The film is also a celebration of Jackie Chan’s entire oeuvre, with visual and script references to almost every highlight of his career. One of his fights takes him through a Chinese opera school performance, a nod to his beginnings as a child acrobat; a training sequence from Drunken Master is repurposed for a meeting with Bao’s boyfriend Mickey (“Kevin” Guo Qilin); props and costumes from The Myth, Police Story IV: First Strike, and more make an appearance; a Thunderbolt poster is seen at one point; and the “Everybody’s Kitchen/Cocina Para Todos” van from Wheels on Meals (which I personally rejoiced at seeing!) even gets to come out and play. Longtime fans will have a whale of a time spotting all the little things about this movie, even the appearance of Yu Rongguang, someone who’s been with Chan since Shanghai Noon and New Police Story.
But Yang takes it one step further and crosses a line from the meta to the real with his use of genuine Chan outtakes to enhance certain pleas made for leniency or special consideration.
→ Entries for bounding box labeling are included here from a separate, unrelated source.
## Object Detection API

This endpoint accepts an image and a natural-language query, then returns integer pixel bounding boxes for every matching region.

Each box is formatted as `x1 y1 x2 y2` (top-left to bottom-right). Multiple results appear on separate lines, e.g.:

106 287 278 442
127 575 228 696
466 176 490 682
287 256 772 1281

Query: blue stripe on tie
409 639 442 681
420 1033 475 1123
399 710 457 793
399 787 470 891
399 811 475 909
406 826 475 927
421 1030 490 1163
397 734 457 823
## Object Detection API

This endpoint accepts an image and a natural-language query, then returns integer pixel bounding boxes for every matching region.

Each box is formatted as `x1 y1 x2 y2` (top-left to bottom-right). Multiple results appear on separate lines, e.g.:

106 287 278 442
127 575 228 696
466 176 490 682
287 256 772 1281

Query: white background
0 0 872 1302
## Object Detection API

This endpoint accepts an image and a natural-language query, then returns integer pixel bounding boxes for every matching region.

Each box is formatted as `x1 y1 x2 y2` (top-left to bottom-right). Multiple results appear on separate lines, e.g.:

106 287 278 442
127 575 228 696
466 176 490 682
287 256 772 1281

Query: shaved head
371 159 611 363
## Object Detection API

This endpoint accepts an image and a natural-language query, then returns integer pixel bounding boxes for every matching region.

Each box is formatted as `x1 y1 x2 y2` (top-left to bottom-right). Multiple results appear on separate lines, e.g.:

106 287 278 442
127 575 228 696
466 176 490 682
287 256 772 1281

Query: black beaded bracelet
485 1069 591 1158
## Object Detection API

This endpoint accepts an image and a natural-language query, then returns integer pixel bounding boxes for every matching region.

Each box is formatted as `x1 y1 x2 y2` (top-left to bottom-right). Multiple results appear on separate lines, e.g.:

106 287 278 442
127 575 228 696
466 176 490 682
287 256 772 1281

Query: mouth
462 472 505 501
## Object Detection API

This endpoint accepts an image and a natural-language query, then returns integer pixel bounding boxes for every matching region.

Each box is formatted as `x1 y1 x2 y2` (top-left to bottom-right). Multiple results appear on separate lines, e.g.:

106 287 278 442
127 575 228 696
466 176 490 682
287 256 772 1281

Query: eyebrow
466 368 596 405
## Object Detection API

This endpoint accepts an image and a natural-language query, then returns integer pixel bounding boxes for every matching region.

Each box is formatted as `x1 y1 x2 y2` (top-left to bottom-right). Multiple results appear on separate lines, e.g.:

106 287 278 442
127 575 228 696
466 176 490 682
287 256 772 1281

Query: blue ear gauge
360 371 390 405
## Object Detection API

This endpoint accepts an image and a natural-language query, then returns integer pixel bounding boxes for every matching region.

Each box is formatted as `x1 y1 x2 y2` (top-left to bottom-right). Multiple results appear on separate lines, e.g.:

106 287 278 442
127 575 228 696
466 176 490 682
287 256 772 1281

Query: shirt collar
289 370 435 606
In trying to welcome new audience members and to connect with longtime fans, Yang takes moments to remind us how Chan got to be where he is and the sacrifices – whether involving his family or his own body – he’s had to make to bring us his best. It feels a little self-aggrandizing and pushy for Yang to use these hard-earned outtakes as dramatic weapons, but it’s part of how he repeatedly hammers his points about the work and what it takes to get it done. For every step forward Luo and Bao take in their relationship, Luo has to commit an error taking them two steps back, and it’s like he can’t learn from his mistakes; we have to watch him make them until he learns, and by that time, it might already be too late for both of them. Mining the narrative thrust from this drama might be a little much, as we get to experience these lessons in a short while, compared to Chan having to learn them over a long period of time.
As Luo, Chan himself says: “Jumping down is easy; stepping down is hard.” For Luo, the hardest part about the chase for being the best is knowing when to let go. In that, the film’s title is more of a rousing cheer than anything else, an encouraging “kam pai!” to those putting their lives on the line for cinematic glory. The “stuntman spirit” is still alive and well, and while Ride On has its equal share of hits and misses in its attempt to cram a lifetime’s worth of experience into a quick drama (with some forced action by way of debt collection), it gets the most important parts right. Moreover, it says a lovely “thank you” to Jackie Chan and the stunt performers in the industry by acknowledging their pains and their triumphs with equal weight.
And to Jackie Chan himself: Happy birthday, sir.